So you have multiple copies of the files.

When I do a major activity.  I will take additional backups.
Example, after I upload my nephews wedding pix, I took a backup.  
Then for editing, I took two backups.
- A backup in the middle of editing.  It took me enough editing time at that point that I did not want to have to do it again.  
- Then a second backup after I finished editing.
So in total, I took 3 backups, for that project.
This project backup reduced my exposure, rather than waiting for my quarterly backup schedule.

Cloud storage or cloud backup are additional options.

My personal issue with using the cloud for working storage is the upload data transfer rate.  
My upload speed is 6Mb/sec, which is NOT very fast when you have a LOT of file to upload.  
Note this is MegaBITS, not MegaBYTES.  There are 8 bits per byte.  
So, a 20 MegaBYTE file would be 160 MegaBITS, and take about 27 seconds to upload, at 6Mb/sec.
27 seconds x 300 files = 8,100 sec = 135 min = 2hrs 15min.​So before you can do any editing, you have to do this 2 hour upload.
500 files would take 3 hrs 45 min.​I've run my uploads overnight, because it takes a couple to several hours to upload all the pix that I may shoot at a sports event.  
Next, once the file is in the cloud, if I were editing that file then saving the file, the save would take about 27 seconds to run.  Not long, but think about it, you have to wait about 30 seconds every time you do a file save when editing photos, compared to the couple seconds it takes you on a local drive.  This wait time adds up when working on a lot of files.
It is for this reason that I prefer to work with local files, either on my PC or on a networked drive.

BTW, you can buy a faster upload speed from your ISP.  But, like many things, it comes down to how much $$$ are you willing to spend for that faster upload speed? 

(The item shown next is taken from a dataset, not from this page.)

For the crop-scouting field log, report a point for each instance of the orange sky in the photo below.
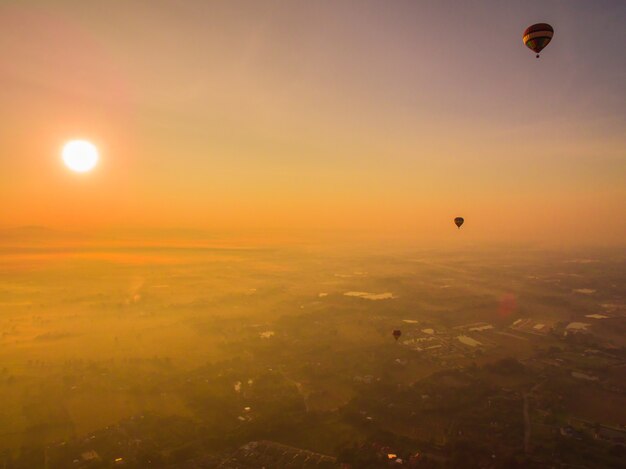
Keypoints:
(392, 117)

Cloud for backup is more tolerable, as the backup would run overnight when you are not on the computer.  So you don't really care how long it takes to run.  As long as the backup completes by the time you need to use the computer in the morning.
Obviously the computer needs to be running overnight for the backup to the cloud to run.


----------



## ac12 (Mar 4, 2018)

Personally, I would go WIRED network connection from the laptop to the NAS.  This is presuming that you have GigaBit network connections.  100 base-T/100MegaBit connection should be OK for working on single files.
Going wireless, your data transfer speed is based on the specific WiFi gear you are using, how far you are from the WiFi router, and anybody else using the same WiFi channel.

The placement of the WiFi router in your house, and where your computer is, is critical.  Wall, floors, and other building stuff will attenuate/reduce the signal strength, and slow down the data transfer rate.  I have 2 routers in my house, upstairs and downstairs, for that reason.  There is so much signal loss that I cannot use the upstairs router when I am downstairs.


----------